La Juventus, campione d’Italia in pectore. Alle sue spalle, Milan e Napoli che si giocano una fetta di secondo posto nella sfida diretta. Tre squadre, il meglio del calcio italiano, a livello di club. Il meglio in Italia, che non basta in Europa. Semifinale di coppe europee, nessuna traccia di calcio tricolore. Sta diventando un’abitudine, ormai. Una pessima abitudine. Tutto sotto gli occhi di Arrigo Sacchi, attento osservatore del calcio (nazionale e internazionale), che sta provando a lavorare sul futuro, partendo dai giovani (è responsabile delle nazionali giovanili). Sacchi, cosa accade al calcio italiano?
"Nulla di nuovo, purtroppo. E’ un percorso lungo, che va avanti da un bel po’ e lo ha portato in questa situazione. A volte, sembra che il nostro calcio sia stanco, tanto da risultare fermo rispetto ad altre realtà".
- Forse il calcio rappresenta per certi verso lo specchio del paese?
"Non c’è dubbio. Manca la voglia e la forza per rinnovarsi. Noi siamo lenti, quando non addirittura fermi, mentre gli altri accelerano. Succede nel calcio come in altri settori".
- Da dove bisognerebbe cominciare?
"Innanzitutto, dalla cultura sportiva: una robusta iniezione aiuterebbe il nostro calcio a ripartire, visto che in questo campo abbiamo sempre lasciato a desiderare. Quello dovrebbe essere il punto di partenza, il resto poi arriverebbe di conseguenza".
- Passiamo al resto.
"C’è una base fondamentale, nel calcio come nella vita: i giovani. Una maggior attenzione verso la politica dei settori giovanili è qualcosa di basilare, e non lo dico perché sono il responsabile delle nazionali giovanili ma perché lo dimostra il grande calcio europeo: le squadre migliori spendono tanto, ma allevano anche molti calciatori in casa".
- E’ una questione di risorse?
"Di attenzione, più che altro. I settori giovanili necessitano di risorse economiche, ma molto inferiori rispetto a quelle che si investono per comprare calciatori da fuori. E’ la programmazione che serve: al Chelsea, tanto per fare un esempio, dedicano dalle 16 alle 20 ore settimanali alle Academy in cui crescono i giovani, da noi si dedica molto meno tempo. E negli altri Paesi calcisticamente avanzati le strutture sono spesso all’avanguardia, anche quando parliamo di Academy. Da noi ho visto giocare partite di campionati giovanili su campi quasi indecenti".

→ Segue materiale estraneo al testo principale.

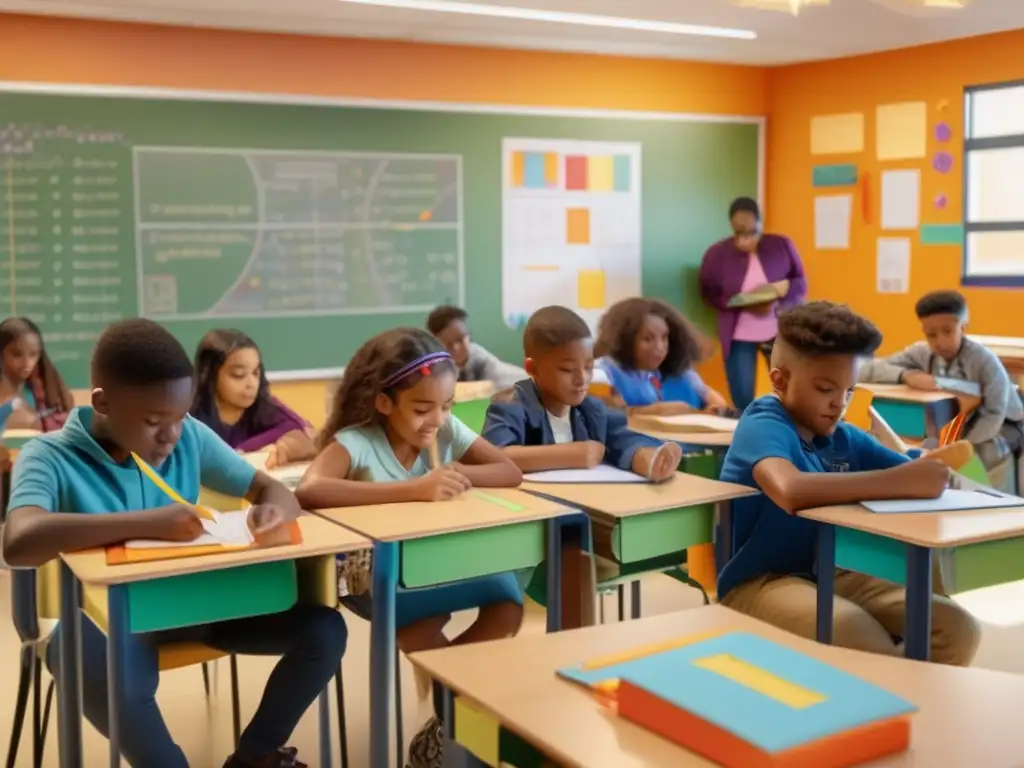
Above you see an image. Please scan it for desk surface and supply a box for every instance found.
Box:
[521,472,758,517]
[800,504,1024,549]
[857,384,957,406]
[61,515,371,585]
[410,605,1024,768]
[630,420,732,447]
[307,488,573,542]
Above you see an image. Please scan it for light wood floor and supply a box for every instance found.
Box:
[0,567,1024,768]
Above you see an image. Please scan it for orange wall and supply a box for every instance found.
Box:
[767,31,1024,351]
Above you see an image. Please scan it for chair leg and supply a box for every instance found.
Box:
[394,647,406,765]
[36,680,55,768]
[334,665,348,768]
[7,647,34,768]
[230,653,242,749]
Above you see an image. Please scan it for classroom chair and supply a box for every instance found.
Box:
[6,558,348,768]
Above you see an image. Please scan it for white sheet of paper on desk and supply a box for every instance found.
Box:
[657,414,739,432]
[522,464,647,483]
[862,488,1024,515]
[125,509,254,549]
[935,376,981,397]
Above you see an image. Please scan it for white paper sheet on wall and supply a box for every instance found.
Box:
[876,238,910,293]
[882,170,921,229]
[814,195,853,251]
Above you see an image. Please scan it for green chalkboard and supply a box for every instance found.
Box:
[0,91,758,386]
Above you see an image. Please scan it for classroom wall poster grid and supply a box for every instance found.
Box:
[502,138,641,329]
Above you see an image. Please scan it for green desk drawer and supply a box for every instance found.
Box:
[400,520,548,589]
[611,504,715,563]
[126,560,298,632]
[836,528,1024,595]
[452,399,490,434]
[871,397,928,440]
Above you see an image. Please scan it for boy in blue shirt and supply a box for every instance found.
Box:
[3,319,347,768]
[482,306,682,481]
[718,301,981,666]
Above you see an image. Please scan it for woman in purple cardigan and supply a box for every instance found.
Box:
[700,198,807,409]
[191,330,316,469]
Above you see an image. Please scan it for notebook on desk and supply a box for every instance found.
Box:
[558,632,916,768]
[106,509,302,565]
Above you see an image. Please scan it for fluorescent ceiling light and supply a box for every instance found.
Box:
[339,0,758,40]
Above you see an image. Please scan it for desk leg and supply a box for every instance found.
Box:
[818,522,836,644]
[57,562,82,768]
[319,683,333,768]
[715,501,732,577]
[903,544,932,662]
[106,586,131,768]
[370,542,402,768]
[547,512,593,632]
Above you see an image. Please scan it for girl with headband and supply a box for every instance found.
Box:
[296,328,522,768]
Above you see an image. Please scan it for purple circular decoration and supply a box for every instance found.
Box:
[932,152,953,173]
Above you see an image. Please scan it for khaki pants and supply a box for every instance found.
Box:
[722,569,981,667]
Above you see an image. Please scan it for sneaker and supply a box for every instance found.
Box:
[406,717,444,768]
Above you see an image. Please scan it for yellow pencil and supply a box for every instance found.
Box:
[580,630,725,671]
[131,454,215,520]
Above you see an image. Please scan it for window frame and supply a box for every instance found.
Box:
[961,79,1024,288]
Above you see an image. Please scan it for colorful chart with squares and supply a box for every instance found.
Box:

- Le strutture non dovrebbero essere una delle basi da cui partire?
"Certo, a tutti i livelli".
- Dalle basi al calcio giocato il passo è breve: siamo messi così male?
"Non siamo a livello delle grandi d’Europa, questo è fuor di dubbio: la doppia sfida tra la Juve e il Bayern Monaco lo ha dimostrato".
- Eppure era la Juve, già quasi campione d’Italia: c’è di che preoccuparsi?
"In generale, sì. Quanto alla Juve, molto meno".
- Perché?
"Sappiamo la storia della Juve degli ultimi anni e sappiamo quanto passi in avanti ha fatto partendo da una situazione complicata. A livello di club, è l’unica squadra di stampo europeo: non è ancora all’altezza delle migliori per ovvie ragioni, ma sta lavorando nel modo giusto".
- Altri esempi positivi?
"Prandelli sta facendo un gran bel lavoro con la Nazionale maggiore, un cammino che ha portato gli azzurri in un binario nuovo, lontano dall’eccessivo conservatorismo italiano. E sulla stessa lunghezza d’onda è sintonizzato Mangia con l’Under 21. Ecco, le nazionali stanno lavorando molto bene".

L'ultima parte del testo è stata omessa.